Starting with the Twitter data first, I create a Hive table outside of ODI that returns the precise set of tweet attributes that I’m interested in, and then filter that dataset down to just the tweets that link to content on our website, by filtering on the tweet link’s URL matching the start of our website address.

NewImage

Then I load-up the hits from the Rittman Mead website, previously landed into Hadoop using Flume and exposed to ODI as another Hive table, filter out all the non-blog page accesses and keep just the URL part of the Apache Weblog request field, removing the transport mechanism and other bits around it.

NewImage

Then, I use a final ODI mapping to join the two datasets together, using ODI’s ability to apply HiveQL expressions to the incoming datasets so that’ve got the same format - trailing ‘/‘ at the end of the URL, no ampersand and query text at the end of the URL, and so on.
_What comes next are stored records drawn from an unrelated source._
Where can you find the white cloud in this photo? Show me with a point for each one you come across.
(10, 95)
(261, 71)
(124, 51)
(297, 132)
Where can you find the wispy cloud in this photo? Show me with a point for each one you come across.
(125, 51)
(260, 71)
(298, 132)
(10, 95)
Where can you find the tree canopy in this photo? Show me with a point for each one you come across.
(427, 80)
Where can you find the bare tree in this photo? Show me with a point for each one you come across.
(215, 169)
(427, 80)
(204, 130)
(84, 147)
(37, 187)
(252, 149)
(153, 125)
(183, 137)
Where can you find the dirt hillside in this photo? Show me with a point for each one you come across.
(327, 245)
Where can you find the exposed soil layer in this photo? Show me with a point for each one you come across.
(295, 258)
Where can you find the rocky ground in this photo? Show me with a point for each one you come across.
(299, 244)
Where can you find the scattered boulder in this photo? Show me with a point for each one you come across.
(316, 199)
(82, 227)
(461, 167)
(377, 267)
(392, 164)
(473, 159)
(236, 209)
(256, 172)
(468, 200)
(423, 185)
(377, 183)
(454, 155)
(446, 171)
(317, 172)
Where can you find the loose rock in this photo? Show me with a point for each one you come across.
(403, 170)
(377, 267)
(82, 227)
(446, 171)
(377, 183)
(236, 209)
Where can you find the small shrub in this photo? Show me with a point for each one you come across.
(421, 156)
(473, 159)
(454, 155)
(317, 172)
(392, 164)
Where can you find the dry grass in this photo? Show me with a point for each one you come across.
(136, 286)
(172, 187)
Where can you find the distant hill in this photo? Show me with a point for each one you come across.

Both this and the previous transformation are great examples of where ODI can help with this sort of work, making it pretty easy to munge and correct your data so that you’re then able to match-up the two different sources.

NewImage

Then it’s just a case of creating a package or load plan to sequence the mappings, and then run them using the local or standalone agent. You can see the individual KM steps running on the left-hand side, with ODI generating HiveQL queries which in turn are translated into MapReduce and run in parallel across the Hadoop cluster.

NewImage

And then, at the end of the process, I’ve got a Hive table of all of our blog articles that have been mentioned on Twitter (since we started consuming the tweet feed, a day or so ago), with the number of page requests and the number of times that page got mentioned in tweets.

NewImage

Obviously there’s a lot more we can do with this; we can access the number of followers each twitter user has, along with their location, gender and the sentiment (positive, negative, neutral) of the tweet. From that we can work out some impact from the twitter activity, and we can also add to it data from other sources such as Facebook, LinkedIn and so on to get a fuller picture of the activity around our site. Then, the data we’re gathering in can either be left in MongoDB, or I can use these ODI mappings to either archive it in Hive tables, or export the highlights out to Oracle Database using Sqoop or Oracle Loader for Hadoop.